WASHINGTON (Reuters) - Britain wants to ensure business relations with the United States are not disrupted and will seek negotiations on an "ambitious" trade agreement with the United States, UK trade secretary, Liam Fox, told Trump administration officials at the launch of discussions on Monday on post-Brexit planning.
Fox and his U.S. counterpart, Robert Lighthizer, jointly chaired the first meeting of a U.S.-UK trade and investment working group, which will start work on a bilateral trade agreement between the countries after Brexit.
Britain is not free to enter into new trade deals until it has left the EU in 2019. It has indicated, however, that it wants to get legal documents in place to ensure that such things as flights and data flows between the countries are not interrupted.

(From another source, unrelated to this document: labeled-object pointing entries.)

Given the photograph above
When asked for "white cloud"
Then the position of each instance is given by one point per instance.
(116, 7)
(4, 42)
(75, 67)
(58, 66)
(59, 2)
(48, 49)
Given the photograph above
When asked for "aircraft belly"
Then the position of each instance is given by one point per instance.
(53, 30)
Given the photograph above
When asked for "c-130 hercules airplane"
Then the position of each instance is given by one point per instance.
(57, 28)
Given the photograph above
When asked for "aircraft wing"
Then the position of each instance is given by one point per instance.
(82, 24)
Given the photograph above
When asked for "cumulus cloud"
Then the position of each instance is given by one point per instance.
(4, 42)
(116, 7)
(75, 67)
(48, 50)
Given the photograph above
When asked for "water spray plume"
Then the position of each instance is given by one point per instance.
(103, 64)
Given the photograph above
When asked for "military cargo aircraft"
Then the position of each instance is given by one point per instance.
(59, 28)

"The immediate priority is to give businesses on both sides of the Atlantic certainty and confidence," Fox told the working group in opening remarks made available to the press. "Early discussions will focus on providing commercial continuity for US and UK businesses as the UK leaves the EU," he added.
On Tuesday, as part of Britain's Brexit transition campaign, Fox is due to address U.S. lawmakers on Capitol Hill and launch a report detailing British trade and investment with 435 congressional districts in the United States.
Trade between the United States and Britain is about $200 billion annually.
"We have begun to look at our continuity agreements to maintain as open and flexible relationship as we can," Fox told the American Enterprise Institute think tank earlier on Monday.
"We're looking at bilateral ways, while we're still members of the European Union, to achieve trade liberalization on a number of fronts on science and technology, and we are looking to scope out the future free trade agreement with no preconceptions attached to that," he added.
Fox defended Britain's decision to leave the bloc and said those still hoping to change the 2015 British referendum result, which supported Brexit, "are dreaming."
U.S. President Donald Trump has said his administration would work hard to get a quick bilateral trade deal done.
Trade was a major issue during the Brexit campaign when former U.S. President Barack Obama said Britain would have to go "to the back of the queue" for a deal if it voted to leave the EU.